If the linked list is bidirectional, reversing the linked list is very simple. You only need to exchange the forward pointer and backward pointer. But now the topic specifies a single linked list, how to reverse it? In fact, it is also to flip the direction of the backward pointer, such as changing 1 - > 2 - > 3 - > null to 3 - > 2 - > 1 - > null, but the direction of the linked list pointer has changed.

We can define a linked list pointer pre to point to the previous node of the current linked list node (cur to the current node), and then define a linked list pointer next to point to the next node of cur.
At the beginning, pre points to NULL, cur points to the header node, and next points to the next node of the header node; Then enter a cycle (the cycle condition is that cur is not empty). Each time, let the next point to cur - > next (temporarily store the next node); Then point cur - > next to pre. This step is exactly what we said earlier to flip the back of the linked list to the direction of the pointer; After reversing the linked list pointer, we also need to consider the next cycle, so we need to point pre to cur and cur to next, so the next cycle operation is the next node that is not reversed; When cur is empty, it means that it reaches the tail of the original linked list. At this time, pre points to the inverted head node.

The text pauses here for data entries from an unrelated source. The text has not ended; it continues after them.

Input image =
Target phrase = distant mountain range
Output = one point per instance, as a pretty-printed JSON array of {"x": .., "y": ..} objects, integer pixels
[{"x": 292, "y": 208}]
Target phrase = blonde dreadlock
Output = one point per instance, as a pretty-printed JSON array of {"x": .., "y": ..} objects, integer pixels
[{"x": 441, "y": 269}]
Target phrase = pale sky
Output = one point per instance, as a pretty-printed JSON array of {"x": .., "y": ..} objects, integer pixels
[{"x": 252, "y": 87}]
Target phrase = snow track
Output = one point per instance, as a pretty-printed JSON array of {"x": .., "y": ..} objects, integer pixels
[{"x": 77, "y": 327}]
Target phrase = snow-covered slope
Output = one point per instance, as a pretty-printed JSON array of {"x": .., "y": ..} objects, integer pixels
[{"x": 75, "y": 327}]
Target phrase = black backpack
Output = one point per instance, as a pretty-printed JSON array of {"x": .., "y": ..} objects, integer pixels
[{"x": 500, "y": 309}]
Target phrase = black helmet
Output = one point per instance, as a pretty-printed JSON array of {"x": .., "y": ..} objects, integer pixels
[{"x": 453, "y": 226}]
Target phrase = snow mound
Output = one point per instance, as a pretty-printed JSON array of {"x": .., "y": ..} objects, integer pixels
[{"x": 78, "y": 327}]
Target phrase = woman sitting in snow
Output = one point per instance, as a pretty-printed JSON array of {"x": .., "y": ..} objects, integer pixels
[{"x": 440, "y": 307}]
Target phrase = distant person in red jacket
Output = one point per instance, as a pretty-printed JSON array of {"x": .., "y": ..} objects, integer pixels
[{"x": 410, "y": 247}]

My first correct submission

Although the topic is very simple, I still make mistakes many times. Even if I succeed in the last time, there are still many places to optimize

/**
 * Definition for singly-linked list.
 * struct ListNode {
 *     int val;
 *     struct ListNode *next;
 * };
 */


struct ListNode* reverseList(struct ListNode* head)
{
    struct ListNode *pre = NULL;
    struct ListNode *cur = head;
    struct ListNode *next  = NULL;
    while(cur)
    {
        next  = cur->next;
        cur->next = pre;
        pre = cur;
        cur = next ;
    }
    return pre;
}

Official version

Method 1: iteration

Assuming that the linked list is 1 → 2 → 3 →∅, we want to change it to ∅← 1 ← 2 ← 3.
When traversing the linked list, change the next pointer of the current node to point to the previous node. Since a node does not reference its previous node, its previous node must be stored in advance. The latter node also needs to be stored before changing the reference. Finally, a new header reference is returned.
——Author: leetcode solution—— link ——Source: LeetCode

struct ListNode* reverseList(struct ListNode* head) {
    struct ListNode* prev = NULL;
    struct ListNode* curr = head;
    while (curr) {
        struct ListNode* next = curr->next;
        curr->next = prev;
        prev = curr;
        curr = next;
    }
    return prev;
}

Author: LeetCode-Solution
 Link: https://leetcode-cn.com/problems/reverse-linked-list/solution/fan-zhuan-lian-biao-by-leetcode-solution-d1k2/
Source: force buckle( LeetCode)
The copyright belongs to the author. For commercial reprint, please contact the author for authorization. For non-commercial reprint, please indicate the source.

Complexity analysis
Time complexity: O(n), where n is the length of the linked list. You need to traverse the linked list once.
Space complexity: O(1).

Method 2: recursion

The recursive version is a little more complicated, and the key is to reverse work. Assuming that the rest of the linked list has been reversed, how should we reverse the previous part now?
If you are interested, you can check the official explanation

struct ListNode* reverseList(struct ListNode* head) {
    if (head == NULL || head->next == NULL) {
        return head;
    }
    struct ListNode* newHead = reverseList(head->next);
    head->next->next = head;
    head->next = NULL;
    return newHead;
}

Author: LeetCode-Solution
 Link: https://leetcode-cn.com/problems/reverse-linked-list/solution/fan-zhuan-lian-biao-by-leetcode-solution-d1k2/
Source: force buckle( LeetCode)
The copyright belongs to the author. For commercial reprint, please contact the author for authorization. For non-commercial reprint, please indicate the source.

Complexity analysis
Time complexity: O(n), where n is the length of the linked list. It is necessary to reverse each node of the linked list.
Space complexity: O(n), where n is the length of the linked list. The space complexity mainly depends on the stack space of recursive calls, up to N layers.